No me creerías, pero a pesar de estar en una versión en concierto, y con una historia tan trillada, la representación mereció mucho la pena. Una vez me dijiste que las óperas con peor libreto, como La flauta mágica, eran las que tenían mejor música (y por eso sé que algo disfrutabas con los gorgoritos de los que hacías tanta burla, y que más nervioso te ponían los cuadros románticos poblados de humillos y alocados pelos de Beethoven). Romeo y Julieta es un cuadro íntimo que casa bien, al contrario de lo que suele ser usual en estas versiones-concierto que elige el Teatro Real, con una casi innecesaria escenografía –al margen del primer acto–. En fin, que aunque no se afanaran tanto el tacto, como Manet o tú mismo, sí consiguieron resultados auditivos más que solventes, especialmente en el dúo del Acto IV. Que ya, que ya. Que con tu perro no podías escuchar nada, me lo sé. E ir al teatro a estar quieto… era mejor esparcir tu vitalidad en cualquier otro lugar, de manera mucho más holgada.
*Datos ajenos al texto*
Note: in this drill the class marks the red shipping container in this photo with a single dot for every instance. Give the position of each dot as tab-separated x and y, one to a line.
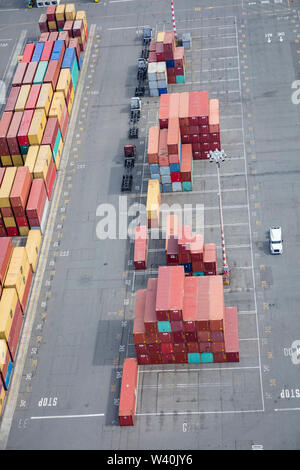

Pero al final la moraleja, después de tanto empacho al que te he sometido contra tu voluntad, siempre llega. Y en este caso reside en que la muerte es algo ridículo. Creo que todos los lectores del drama de Shakespeare siempre hemos observado el final de la obra con una mueca de superioridad que encierra en el fondo una incomprensión hacia un adiós tan inverosímil. Pero más, mucho más absurda y tonta lo es en tu caso, un “no es justo” gritado en voz infantil, o si prefieres, en el desesperado pavor que emana la obra de nuestro admirado Canetti. Creo, como Mario S. Arsenal, que te merecías un gran homenaje en vida y no esta carta que esconde, tras su sonrisa a medias, una tristeza inconsolable.

Ábrete, telón. Dinos que es otra de tus bromas.

¡Veeeenga!

Cristina Aguilar

Ángel González García (1948-2014, a mí también me cuesta horrores cerrar la fecha) fue un profesor, ensayista (Premio Nacional de Ensayo por El resto), conferenciante, que ejercía su profesión allá donde fuera. Yéndose por la tangente en todos los campos que tocara, o, lo que era lo mismo para él, tomando el camino más divertido, se pasaba el día abriendo puertas, ventanas y contraventanas a su ingenio, y al de todos los que le leíamos o aparecíamos, por suerte, a su vera, aunque fuera sólo un par de veces (contadas) en autobús. Lector empedernido –uno tenía la sensación de que se lo había leído todo–, pasará mucho tiempo, siglos inclusive, hasta que podamos volver a rozar siquiera algo similar a una pizca del estímulo que exhalaba su persona, siempre con entusiasmo e ingenio, no carente de sana malicia. Y mucho estilo.

Édouard Manet Cantante callejera, 1862.